The argument types of function calls are resolved according to the following steps.
Function Argument Type Resolution
Check for an exact match in the pg_proc system catalog. (Cases involving unknown will never find a match at this step.)
If no exact match appears in the catalog, see whether the function call appears to be a trivial type coercion request. This happens if the function call has just one argument and the function name is the same as the (internal) name of some data type. Furthermore, the function argument must be either an unknown-type literal or a type that is binary-compatible with the named data type. When these conditions are met, the function argument is coerced to the named data type without any explicit function call.
Look for the best match.
Make a list of all functions of the same name with the same number of arguments for which the input types match or can be coerced to match. (unknown literals are assumed to be coercible to anything for this purpose.) If there is only one, use it; else continue to the next step.
Run through all candidates and keep those with the most exact matches on input types. Keep all candidates if none have any exact matches. If only one candidate remains, use it; else continue to the next step.
Run through all candidates and keep those with the most exact or binary-compatible matches on input types. Keep all candidates if none have any exact or binary-compatible matches. If only one candidate remains, use it; else continue to the next step.

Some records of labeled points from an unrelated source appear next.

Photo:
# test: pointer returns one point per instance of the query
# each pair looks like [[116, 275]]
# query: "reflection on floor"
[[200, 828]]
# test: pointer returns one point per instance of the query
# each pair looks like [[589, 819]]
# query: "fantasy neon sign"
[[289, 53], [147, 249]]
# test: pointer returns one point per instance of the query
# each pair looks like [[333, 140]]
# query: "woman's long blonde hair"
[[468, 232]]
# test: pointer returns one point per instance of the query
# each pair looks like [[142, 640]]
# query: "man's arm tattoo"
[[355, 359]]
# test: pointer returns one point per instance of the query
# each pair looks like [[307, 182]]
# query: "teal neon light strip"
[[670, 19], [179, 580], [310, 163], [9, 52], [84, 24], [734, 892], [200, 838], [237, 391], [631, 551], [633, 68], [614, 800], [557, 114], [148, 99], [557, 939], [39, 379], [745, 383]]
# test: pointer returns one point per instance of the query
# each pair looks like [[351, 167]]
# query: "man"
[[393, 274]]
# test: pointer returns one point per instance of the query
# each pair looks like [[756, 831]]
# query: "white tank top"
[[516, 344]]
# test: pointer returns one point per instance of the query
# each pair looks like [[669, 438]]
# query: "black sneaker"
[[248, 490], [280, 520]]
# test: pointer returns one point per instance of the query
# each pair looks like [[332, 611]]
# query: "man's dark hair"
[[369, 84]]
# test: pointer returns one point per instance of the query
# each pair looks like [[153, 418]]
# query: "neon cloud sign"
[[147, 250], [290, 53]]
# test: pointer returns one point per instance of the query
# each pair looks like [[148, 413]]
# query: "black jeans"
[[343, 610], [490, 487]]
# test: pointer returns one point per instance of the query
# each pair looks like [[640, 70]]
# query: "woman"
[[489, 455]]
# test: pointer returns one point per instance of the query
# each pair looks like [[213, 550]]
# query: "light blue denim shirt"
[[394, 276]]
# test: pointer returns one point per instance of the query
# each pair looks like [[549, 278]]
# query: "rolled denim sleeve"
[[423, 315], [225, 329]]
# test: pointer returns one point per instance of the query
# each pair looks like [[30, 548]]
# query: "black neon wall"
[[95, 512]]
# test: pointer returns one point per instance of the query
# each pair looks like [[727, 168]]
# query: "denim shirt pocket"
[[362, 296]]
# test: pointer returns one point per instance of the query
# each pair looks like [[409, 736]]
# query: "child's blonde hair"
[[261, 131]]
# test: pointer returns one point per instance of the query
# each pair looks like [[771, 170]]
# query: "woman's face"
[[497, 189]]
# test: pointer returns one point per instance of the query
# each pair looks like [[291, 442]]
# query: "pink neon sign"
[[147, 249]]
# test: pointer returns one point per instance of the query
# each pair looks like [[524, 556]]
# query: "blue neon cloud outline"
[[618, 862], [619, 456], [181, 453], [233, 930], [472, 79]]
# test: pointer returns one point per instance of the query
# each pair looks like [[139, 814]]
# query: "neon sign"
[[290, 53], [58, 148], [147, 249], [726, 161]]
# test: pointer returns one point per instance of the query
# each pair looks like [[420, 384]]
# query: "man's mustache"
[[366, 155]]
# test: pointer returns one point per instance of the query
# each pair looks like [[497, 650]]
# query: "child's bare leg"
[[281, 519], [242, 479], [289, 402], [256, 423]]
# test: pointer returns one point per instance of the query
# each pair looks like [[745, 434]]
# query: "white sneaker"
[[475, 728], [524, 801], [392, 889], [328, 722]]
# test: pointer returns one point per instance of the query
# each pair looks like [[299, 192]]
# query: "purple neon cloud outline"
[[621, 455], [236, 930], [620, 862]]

Run through all candidates and keep those that accept preferred types at the most positions where type coercion will be required. Keep all candidates if none accept preferred types. If only one candidate remains, use it; else continue to the next step.
If any input arguments are unknown, check the type categories accepted at those argument positions by the remaining candidates. At each position, select the string category if any candidate accepts that category (this bias towards string is appropriate since an unknown-type literal does look like a string). Otherwise, if all the remaining candidates accept the same type category, select that category; otherwise fail because the correct choice cannot be deduced without more clues. Also note whether any of the candidates accept a preferred data type within the selected category. Now discard candidates that do not accept the selected type category; furthermore, if any candidate accepts a preferred type at a given argument position, discard candidates that accept non-preferred types for that argument.
If only one candidate remains, use it. If no candidate or more than one candidate remains, then fail.